Cuando mi padre y yo caminábamos por el pavimento que dividía el césped lateral del instituto de la entrada en el taller de Hummel, un pequeño torbellino se originó delante de nosotros y nos guió. Hojas muertas, tan quebradizas como alas de mariposa, un envoltorio de caramelo verde-azulado, polvo y trocitos de porquería de las cloacas se arremolinaban ruidosamente bajo nuestros ojos; una presencia invisible y claramente circular se perfilaba en el camino. Bailaba saltando de uno a otro margen y gemía desde su mundo insensible; instintivamente, sentí deseos de detenerme, pero mi padre siguió caminando de prisa. Las perneras de su pantalón aleteaban; algo me succionó los tobillos, y cerré los ojos. Cuando miré hacia atrás, el torbellino había desaparecido.

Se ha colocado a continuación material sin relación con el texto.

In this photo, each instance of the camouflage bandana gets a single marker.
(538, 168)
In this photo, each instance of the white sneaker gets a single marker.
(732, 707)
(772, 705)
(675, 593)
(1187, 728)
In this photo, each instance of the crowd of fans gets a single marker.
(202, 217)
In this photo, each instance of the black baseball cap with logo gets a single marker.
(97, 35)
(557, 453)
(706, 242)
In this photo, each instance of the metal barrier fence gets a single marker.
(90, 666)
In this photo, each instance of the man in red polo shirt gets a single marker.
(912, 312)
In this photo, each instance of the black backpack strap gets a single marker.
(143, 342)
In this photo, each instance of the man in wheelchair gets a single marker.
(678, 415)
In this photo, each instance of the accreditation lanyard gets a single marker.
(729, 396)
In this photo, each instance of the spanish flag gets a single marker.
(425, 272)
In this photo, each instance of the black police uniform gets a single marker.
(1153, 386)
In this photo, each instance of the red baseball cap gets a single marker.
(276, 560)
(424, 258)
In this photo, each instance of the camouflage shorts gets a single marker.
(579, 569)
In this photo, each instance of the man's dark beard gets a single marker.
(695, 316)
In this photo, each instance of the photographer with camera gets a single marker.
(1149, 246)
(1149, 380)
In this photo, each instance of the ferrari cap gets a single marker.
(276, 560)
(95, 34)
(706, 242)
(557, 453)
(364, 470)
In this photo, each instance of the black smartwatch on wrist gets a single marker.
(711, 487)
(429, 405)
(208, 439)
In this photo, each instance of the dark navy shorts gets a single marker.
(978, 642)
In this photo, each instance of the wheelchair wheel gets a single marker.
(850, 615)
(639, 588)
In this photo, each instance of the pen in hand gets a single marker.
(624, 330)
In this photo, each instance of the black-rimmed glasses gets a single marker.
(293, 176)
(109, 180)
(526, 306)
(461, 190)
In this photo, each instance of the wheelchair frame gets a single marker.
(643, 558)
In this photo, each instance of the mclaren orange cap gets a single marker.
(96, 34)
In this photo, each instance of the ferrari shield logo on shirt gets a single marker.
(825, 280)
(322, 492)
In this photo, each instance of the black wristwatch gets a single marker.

Una vez en el instituto, nos separamos. Como estudiante, yo debía quedarme, de acuerdo con el reglamento, a este lado de las puertas reforzadas con alambre. Él la abrió y avanzó por el largo vestíbulo con la cabeza alta, el cabello revuelto porque se había quitado su gorro de punto azul, y sus tacones golpeando con fuerza las barnizadas tablas. En su perspectiva mi padre iba haciéndose cada vez más pequeño; cuando llegó a la puerta del otro extremo se convirtió en una sombra, una mariposa nocturna atravesada por la luz contra la que avanzaba. La puerta cedió; mi padre desapareció. El terror, con una presión de sudor, se apoderó de mí.